NASDAQ investors, who drank the hard stuff, sobered up first. S&P investors, who have stuck with spiked punch, are now putting lamp shades on their heads and singing the old songs. It’s 2 a.m., but they pretend that it’s 9 p.m. the night before.

Happy days are here again.

If you’re still at the party, put down that cup and call a cab. I hope you have some tomato juice in the refrigerator. You’ll need it when you wake up.

CONCLUSION

The summer solstice is about to arrive for the American economy. Europe’s has already passed. That’s not to say that America will not have another solstice. When the government’s Medicare bills come due and are not paid, a new political order will manifest itself. We don’t know what kind it will be. We can be sure that new dreams and new expectations will replace the impossible dreams and crushed expectations of those today who believe that the government can make us all comfortable at somebody else’s expense.

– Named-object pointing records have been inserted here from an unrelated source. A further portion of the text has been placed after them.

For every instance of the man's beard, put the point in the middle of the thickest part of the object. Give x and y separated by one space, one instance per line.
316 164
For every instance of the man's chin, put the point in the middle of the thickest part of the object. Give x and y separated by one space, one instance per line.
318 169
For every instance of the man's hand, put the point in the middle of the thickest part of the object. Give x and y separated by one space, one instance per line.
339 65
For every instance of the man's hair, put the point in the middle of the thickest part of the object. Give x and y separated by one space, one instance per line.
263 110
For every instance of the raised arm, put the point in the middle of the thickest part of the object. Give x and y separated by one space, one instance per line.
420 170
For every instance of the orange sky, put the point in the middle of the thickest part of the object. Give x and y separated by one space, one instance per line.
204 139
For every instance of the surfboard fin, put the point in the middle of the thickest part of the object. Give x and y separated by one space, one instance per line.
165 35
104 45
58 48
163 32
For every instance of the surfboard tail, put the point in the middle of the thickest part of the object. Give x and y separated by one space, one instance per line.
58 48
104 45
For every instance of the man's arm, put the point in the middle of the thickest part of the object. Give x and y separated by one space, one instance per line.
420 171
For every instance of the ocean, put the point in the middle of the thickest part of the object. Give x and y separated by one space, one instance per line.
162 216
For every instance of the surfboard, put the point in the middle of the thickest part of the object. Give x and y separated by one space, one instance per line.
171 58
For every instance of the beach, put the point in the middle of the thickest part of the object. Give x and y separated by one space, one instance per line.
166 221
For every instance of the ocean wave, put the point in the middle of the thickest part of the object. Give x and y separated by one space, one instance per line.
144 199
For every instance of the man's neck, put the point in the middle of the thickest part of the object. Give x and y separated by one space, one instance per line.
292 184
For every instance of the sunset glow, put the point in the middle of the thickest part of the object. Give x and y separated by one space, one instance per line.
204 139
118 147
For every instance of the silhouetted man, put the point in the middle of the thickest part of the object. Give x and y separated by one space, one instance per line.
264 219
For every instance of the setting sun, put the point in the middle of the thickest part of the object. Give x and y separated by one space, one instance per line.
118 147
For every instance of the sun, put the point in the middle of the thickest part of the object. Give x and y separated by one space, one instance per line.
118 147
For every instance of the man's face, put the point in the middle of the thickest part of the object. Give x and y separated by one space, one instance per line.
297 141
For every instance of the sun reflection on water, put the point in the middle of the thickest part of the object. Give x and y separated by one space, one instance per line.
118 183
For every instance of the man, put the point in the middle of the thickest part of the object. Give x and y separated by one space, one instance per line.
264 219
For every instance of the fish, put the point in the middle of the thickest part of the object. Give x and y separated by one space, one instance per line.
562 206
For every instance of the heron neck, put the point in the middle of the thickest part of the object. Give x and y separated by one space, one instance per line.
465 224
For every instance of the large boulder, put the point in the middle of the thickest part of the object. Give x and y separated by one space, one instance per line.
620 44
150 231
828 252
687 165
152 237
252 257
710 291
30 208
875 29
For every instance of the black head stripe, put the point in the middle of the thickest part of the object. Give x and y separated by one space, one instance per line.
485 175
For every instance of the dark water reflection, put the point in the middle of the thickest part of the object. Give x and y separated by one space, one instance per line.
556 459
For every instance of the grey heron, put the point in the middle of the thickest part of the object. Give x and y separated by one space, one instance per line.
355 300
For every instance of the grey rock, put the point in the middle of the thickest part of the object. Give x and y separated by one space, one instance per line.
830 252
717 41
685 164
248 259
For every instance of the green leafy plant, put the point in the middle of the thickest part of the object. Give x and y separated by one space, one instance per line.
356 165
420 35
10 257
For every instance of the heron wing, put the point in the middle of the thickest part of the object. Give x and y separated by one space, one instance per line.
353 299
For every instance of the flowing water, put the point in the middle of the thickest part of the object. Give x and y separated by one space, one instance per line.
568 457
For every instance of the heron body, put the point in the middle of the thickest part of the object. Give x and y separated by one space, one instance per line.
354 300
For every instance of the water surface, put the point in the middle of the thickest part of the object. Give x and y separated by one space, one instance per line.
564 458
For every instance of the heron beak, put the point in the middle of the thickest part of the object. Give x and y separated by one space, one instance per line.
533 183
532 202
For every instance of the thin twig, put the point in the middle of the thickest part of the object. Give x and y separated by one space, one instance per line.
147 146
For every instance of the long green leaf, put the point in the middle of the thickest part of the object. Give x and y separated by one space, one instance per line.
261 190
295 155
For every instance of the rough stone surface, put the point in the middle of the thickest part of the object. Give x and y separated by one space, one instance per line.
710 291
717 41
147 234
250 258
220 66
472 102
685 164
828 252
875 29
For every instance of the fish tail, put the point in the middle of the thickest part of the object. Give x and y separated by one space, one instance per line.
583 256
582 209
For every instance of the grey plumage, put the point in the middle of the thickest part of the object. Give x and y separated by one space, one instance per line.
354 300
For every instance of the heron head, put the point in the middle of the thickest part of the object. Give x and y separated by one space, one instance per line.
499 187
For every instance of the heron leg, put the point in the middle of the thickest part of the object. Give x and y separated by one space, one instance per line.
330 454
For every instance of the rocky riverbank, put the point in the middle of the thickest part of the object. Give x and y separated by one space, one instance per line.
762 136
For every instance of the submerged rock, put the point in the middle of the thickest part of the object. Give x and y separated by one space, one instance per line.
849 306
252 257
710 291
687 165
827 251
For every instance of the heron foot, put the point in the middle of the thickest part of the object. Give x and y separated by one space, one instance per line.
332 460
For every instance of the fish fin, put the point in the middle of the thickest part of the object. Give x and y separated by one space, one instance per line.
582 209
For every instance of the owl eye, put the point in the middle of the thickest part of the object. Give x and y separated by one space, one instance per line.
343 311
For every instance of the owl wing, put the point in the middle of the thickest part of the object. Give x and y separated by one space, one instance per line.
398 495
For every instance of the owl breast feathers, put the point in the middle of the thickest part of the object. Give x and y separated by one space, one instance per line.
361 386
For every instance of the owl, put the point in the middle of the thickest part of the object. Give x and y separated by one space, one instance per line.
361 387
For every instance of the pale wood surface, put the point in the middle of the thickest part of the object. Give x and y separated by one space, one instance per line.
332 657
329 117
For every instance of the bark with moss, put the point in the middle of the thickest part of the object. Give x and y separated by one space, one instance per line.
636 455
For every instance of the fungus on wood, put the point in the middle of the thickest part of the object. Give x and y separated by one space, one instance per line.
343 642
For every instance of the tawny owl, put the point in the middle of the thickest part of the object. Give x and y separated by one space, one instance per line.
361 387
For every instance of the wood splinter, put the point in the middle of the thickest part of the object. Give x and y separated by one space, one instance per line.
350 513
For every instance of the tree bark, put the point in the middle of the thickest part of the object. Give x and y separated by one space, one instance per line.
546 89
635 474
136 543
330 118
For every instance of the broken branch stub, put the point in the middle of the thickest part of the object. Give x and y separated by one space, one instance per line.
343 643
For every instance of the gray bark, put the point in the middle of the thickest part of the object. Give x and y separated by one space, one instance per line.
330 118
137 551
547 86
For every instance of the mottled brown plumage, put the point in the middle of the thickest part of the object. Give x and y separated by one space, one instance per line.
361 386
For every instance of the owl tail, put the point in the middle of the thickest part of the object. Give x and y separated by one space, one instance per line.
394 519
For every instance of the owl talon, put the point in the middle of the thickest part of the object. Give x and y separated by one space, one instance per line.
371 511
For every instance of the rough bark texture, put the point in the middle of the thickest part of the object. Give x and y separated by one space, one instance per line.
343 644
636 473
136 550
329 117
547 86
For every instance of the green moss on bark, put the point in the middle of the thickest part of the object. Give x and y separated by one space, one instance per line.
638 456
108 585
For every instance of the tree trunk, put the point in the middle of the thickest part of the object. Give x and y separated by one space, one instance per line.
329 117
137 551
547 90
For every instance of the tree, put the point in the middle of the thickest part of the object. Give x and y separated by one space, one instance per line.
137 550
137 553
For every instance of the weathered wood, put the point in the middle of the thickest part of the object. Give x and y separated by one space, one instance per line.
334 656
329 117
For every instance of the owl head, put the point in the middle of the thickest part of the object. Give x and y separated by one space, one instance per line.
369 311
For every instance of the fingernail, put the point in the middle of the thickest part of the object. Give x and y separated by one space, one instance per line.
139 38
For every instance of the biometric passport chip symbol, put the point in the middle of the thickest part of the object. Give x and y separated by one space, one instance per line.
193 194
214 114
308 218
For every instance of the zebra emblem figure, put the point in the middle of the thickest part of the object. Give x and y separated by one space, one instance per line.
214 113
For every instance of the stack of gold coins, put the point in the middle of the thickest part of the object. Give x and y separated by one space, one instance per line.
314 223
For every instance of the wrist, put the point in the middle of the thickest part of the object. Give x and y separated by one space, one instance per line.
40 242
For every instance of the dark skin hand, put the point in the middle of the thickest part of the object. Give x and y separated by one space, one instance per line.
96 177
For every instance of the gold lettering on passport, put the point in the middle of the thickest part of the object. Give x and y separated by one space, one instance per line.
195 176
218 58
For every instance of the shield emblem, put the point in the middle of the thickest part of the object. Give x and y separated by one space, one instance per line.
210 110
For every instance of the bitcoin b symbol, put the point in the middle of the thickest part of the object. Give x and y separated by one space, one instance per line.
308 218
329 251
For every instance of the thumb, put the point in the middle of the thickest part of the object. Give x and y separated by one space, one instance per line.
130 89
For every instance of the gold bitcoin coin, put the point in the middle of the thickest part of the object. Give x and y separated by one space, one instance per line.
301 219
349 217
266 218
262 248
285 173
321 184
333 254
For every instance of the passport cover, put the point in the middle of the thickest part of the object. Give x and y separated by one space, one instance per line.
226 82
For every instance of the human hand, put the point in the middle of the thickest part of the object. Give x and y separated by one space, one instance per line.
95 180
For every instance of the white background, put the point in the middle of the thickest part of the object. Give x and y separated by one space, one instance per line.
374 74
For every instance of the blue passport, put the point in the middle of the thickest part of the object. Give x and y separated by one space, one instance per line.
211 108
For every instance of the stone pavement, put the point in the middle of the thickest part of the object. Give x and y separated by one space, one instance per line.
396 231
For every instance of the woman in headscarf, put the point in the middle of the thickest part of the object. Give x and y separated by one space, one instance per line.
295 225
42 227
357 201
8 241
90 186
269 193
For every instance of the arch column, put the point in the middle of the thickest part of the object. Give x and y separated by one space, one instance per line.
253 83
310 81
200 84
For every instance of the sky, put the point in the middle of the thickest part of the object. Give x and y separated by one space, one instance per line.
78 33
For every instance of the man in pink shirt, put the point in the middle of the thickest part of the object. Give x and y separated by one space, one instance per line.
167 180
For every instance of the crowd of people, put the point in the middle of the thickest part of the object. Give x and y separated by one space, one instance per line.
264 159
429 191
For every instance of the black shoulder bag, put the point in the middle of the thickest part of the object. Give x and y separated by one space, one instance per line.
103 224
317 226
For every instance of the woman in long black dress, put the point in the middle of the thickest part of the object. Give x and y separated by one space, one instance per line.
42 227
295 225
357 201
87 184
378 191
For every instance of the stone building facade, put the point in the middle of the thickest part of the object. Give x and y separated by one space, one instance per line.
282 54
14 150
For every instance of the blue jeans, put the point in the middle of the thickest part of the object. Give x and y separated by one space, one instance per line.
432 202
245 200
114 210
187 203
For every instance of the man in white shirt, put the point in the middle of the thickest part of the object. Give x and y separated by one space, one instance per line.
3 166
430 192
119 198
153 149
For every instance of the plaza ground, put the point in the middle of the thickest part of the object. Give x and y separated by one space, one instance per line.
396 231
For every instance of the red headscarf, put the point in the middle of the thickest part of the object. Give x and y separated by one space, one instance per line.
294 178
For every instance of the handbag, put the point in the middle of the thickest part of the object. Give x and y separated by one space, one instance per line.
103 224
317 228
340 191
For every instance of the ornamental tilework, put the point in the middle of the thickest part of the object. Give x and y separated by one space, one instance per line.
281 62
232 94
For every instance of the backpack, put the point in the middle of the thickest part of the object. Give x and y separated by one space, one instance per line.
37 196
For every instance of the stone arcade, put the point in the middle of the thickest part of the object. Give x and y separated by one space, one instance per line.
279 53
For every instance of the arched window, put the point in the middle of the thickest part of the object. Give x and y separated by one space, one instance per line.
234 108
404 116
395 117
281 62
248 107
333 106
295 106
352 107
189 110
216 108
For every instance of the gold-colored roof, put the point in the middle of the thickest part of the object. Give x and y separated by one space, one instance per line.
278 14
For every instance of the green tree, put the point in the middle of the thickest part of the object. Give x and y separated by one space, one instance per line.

Between now and then, there will be a great deal of discomfort — and maybe pain. Those who invest as if America’s summer solstice still lies ahead because the winter solstice has been banned by law have darkening days ahead of them. We all do, but only a few people are preparing.

The recession of 2001—the present created renewed interest in Austrian economics, which explained it better than other theories. Bad economic news created interest in good economic theory — the reverse of what happened after 1936. There is more bad economic news ahead over the next three decades. The winter solstice lies ahead.

I hope Austrian economists are preparing for rising demand for plausible explanations. Only the Austrians have predicted the outright collapse of the Ponzi scheme known as Social Security/Medicare. The other schools of mainstream economic opinion admit that the system has “problems,” but nothing that equation-directed tinkering with the welfare system can’t solve. For them, numerous marginal problems of the welfare State never needs to produce catastrophes. For them, there never can be a winter solstice for the economy, for the Federal Reserve System and Congress will simply not allow it.

To which I respond, 1650-style, “Hasta la vista, Baby.”